Your brother's blood is close to yours
Saudi Arabia has been grappling with the question of how to introduce reforms into the school curriculum for nearly two years. The term "reform" in this context is somewhat limited, as it does not refer to the devising of a new and comprehensive curriculum, but to "corrections" that would calm public opinion in the West. For instance, the government ordered that all statements insulting Jews and Christians be removed from the textbooks - no longer sons of monkeys and pigs, and no longer Crusaders thirsting after Muslim blood. But these corrections are sparking the rage of Muslim legal scholars, especially those with links to radical groups.
"All of the demands for corrections and for the deletion of a few topics of study were not raised in order to develop education in the state but as a response to the demands of the enemy (the United States - Z.B.)," stated a letter of protest that appeared on a Web site of radical opponents of the regime. The letter was signed by 150 clergymen. The main argument of the opponents is that the Saudi regime prefers to accept the dictates of the "other," thereby flying in the face of the rule that "your brother's blood is close to yours."
In November, a summit of Islamic states will convene in Mecca, where King Abdullah will propose new principles for the religious discourse. These will be compatible with the reform he wishes to implement, for which he has already received the legal opinions of 90 Saudi religious law scholars. Yet there is a long way between decisions and implementation, and what is written in the curricula is not exactly what is actually taught in the schools.
Real estate for all comers
The decision by United Arab Emirates ruler Khalifa Ibn Zaid to enable foreigners to buy real estate assets in the state is a veritable revolution, not only in the Emirates.

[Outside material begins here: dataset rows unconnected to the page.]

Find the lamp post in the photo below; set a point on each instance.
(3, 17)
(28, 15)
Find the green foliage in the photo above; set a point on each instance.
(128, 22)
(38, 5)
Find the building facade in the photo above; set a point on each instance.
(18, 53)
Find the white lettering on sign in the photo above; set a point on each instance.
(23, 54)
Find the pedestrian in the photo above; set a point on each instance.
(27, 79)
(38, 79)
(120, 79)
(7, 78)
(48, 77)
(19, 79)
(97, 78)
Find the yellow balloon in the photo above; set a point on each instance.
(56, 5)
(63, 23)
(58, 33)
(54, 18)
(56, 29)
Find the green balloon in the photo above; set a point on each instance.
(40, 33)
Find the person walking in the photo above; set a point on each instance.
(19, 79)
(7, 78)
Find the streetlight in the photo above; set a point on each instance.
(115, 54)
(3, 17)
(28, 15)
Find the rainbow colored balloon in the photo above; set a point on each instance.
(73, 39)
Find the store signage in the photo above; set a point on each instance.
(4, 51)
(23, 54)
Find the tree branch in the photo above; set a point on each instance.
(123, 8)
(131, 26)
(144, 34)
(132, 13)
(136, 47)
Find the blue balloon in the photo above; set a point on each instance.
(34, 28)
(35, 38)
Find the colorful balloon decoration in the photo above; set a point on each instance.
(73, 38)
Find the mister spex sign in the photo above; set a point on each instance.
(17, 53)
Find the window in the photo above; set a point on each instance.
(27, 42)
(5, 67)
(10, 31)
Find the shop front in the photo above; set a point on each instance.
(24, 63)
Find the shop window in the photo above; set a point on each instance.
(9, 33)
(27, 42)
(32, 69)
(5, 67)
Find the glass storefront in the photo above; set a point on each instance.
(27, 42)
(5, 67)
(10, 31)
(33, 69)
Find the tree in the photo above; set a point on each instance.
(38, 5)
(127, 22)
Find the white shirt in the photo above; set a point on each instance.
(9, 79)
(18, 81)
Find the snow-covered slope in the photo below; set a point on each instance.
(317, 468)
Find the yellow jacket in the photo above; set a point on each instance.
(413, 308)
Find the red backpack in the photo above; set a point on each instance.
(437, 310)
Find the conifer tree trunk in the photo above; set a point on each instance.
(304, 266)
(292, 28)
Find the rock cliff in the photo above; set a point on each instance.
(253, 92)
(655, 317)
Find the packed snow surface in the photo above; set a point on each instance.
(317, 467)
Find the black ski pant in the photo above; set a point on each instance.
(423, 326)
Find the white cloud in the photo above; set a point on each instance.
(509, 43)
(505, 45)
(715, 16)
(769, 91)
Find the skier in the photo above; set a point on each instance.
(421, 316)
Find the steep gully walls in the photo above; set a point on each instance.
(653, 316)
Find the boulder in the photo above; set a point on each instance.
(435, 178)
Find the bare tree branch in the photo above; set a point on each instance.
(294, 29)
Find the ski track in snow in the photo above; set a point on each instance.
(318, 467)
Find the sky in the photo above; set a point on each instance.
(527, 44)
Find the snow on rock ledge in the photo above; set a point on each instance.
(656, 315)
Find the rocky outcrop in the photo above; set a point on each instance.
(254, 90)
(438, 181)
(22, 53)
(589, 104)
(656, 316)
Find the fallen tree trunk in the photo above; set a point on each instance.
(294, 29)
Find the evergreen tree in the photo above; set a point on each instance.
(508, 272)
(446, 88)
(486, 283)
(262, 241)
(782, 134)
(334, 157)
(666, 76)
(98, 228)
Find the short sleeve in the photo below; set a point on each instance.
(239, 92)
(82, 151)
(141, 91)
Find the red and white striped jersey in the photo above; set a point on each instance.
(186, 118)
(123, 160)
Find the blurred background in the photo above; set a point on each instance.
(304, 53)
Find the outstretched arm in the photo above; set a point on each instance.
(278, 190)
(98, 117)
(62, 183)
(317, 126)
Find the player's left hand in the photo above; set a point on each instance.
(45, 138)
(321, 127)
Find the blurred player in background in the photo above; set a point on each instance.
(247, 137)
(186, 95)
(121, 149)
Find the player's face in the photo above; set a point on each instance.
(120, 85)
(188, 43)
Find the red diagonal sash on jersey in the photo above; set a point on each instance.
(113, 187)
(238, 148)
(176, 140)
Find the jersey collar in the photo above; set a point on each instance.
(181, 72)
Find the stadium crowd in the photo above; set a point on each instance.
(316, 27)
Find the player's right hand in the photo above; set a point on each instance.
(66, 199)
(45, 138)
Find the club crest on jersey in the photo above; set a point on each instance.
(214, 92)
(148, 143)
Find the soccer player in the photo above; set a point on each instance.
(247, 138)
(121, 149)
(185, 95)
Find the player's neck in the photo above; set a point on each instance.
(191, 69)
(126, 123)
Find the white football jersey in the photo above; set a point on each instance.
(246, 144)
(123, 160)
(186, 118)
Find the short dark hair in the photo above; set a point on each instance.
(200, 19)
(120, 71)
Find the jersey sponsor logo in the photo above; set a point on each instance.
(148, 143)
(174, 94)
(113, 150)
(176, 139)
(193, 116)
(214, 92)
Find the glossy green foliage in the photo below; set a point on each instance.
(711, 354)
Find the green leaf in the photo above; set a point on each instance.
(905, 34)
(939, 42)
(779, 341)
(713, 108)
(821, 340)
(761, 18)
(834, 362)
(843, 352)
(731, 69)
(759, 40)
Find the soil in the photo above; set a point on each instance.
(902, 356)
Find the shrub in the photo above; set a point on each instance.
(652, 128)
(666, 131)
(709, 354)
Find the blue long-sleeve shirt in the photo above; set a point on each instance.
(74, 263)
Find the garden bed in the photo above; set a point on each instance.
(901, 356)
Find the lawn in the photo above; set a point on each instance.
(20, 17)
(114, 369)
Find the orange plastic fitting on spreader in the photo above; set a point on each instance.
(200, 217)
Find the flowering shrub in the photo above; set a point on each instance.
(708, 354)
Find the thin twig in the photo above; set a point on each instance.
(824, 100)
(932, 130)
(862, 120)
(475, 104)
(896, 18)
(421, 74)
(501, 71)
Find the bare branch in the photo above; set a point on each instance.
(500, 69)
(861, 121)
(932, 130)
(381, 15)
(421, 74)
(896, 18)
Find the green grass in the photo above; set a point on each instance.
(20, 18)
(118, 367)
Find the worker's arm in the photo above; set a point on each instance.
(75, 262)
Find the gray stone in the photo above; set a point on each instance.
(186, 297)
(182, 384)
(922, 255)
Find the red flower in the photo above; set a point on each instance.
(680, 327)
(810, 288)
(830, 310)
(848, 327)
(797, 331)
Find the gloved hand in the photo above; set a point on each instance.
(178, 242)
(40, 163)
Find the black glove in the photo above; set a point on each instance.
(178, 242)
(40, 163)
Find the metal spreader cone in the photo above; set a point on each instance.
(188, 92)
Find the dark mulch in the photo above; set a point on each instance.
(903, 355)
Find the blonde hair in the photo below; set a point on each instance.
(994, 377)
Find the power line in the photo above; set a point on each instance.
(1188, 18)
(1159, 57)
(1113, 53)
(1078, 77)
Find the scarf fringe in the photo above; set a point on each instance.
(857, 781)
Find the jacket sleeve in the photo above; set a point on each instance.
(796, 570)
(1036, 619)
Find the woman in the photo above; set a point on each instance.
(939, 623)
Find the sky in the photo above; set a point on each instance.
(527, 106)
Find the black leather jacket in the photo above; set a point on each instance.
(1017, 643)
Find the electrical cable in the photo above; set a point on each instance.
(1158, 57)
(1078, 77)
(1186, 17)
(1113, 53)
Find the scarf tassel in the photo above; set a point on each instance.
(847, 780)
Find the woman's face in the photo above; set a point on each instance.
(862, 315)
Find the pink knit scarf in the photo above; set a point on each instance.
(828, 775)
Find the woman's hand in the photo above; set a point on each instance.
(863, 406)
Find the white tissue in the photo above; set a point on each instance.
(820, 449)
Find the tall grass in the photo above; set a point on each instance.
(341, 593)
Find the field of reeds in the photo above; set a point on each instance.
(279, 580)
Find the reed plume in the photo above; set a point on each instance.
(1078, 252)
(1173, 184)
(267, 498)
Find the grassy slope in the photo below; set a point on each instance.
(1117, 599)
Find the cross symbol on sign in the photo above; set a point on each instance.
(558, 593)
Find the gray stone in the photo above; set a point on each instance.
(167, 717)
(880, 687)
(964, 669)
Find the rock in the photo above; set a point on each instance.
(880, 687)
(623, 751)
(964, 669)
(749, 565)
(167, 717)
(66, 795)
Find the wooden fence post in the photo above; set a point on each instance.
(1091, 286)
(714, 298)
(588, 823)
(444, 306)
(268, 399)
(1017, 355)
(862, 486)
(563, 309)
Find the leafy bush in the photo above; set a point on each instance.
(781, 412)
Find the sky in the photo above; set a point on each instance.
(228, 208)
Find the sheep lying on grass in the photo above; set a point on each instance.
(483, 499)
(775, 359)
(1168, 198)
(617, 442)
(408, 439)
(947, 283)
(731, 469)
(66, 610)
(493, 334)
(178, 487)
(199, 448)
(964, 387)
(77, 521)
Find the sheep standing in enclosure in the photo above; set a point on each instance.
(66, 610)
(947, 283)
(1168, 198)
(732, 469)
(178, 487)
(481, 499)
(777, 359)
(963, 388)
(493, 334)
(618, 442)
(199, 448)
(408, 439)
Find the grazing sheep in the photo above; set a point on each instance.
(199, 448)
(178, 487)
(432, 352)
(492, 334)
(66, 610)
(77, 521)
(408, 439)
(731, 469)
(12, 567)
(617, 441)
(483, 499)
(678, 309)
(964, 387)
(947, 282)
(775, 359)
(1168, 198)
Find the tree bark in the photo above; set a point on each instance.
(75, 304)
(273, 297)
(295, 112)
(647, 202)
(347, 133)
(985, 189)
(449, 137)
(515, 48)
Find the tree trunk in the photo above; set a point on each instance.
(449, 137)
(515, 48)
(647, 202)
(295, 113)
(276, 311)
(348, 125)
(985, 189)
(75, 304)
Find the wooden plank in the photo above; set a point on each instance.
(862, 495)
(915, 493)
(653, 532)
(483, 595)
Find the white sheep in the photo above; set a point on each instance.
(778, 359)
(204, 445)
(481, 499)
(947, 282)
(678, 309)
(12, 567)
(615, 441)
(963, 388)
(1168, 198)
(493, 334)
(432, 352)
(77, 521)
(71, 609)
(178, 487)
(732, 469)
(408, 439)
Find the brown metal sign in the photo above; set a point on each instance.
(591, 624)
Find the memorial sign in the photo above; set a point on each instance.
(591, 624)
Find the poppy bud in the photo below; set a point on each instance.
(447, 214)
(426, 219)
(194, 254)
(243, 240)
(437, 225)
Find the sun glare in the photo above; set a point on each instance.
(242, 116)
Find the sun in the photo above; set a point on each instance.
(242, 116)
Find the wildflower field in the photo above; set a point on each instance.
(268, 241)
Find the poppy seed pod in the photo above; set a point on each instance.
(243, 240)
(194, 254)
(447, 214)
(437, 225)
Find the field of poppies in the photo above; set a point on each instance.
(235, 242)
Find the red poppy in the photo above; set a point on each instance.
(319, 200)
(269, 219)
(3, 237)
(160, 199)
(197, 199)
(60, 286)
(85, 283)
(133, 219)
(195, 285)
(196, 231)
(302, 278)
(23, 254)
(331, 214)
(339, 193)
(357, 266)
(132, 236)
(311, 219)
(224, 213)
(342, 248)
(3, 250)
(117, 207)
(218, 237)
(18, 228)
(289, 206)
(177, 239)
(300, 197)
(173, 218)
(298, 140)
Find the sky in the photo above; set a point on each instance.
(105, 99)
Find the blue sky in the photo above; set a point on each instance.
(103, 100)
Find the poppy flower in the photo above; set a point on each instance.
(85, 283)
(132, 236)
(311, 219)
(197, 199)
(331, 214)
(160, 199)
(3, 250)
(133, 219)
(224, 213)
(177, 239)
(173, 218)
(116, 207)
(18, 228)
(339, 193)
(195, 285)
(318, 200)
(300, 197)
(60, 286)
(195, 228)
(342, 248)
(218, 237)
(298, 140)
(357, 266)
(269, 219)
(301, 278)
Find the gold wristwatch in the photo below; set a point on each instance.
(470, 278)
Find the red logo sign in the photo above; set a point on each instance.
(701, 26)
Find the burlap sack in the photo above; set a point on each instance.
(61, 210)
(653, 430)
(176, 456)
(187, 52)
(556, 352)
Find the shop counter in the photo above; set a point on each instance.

From now on, every foreign citizen - with no need for a local partner and with no limit on amounts - can purchase buildings or land there. The sole limitation is that the purchase is for a period of 99 years, although a further extension is possible. The object of the decision is to draw foreign investors to the UAE, thereby diversifying the sources of income of the state, which is already a leader in the Arab banking world.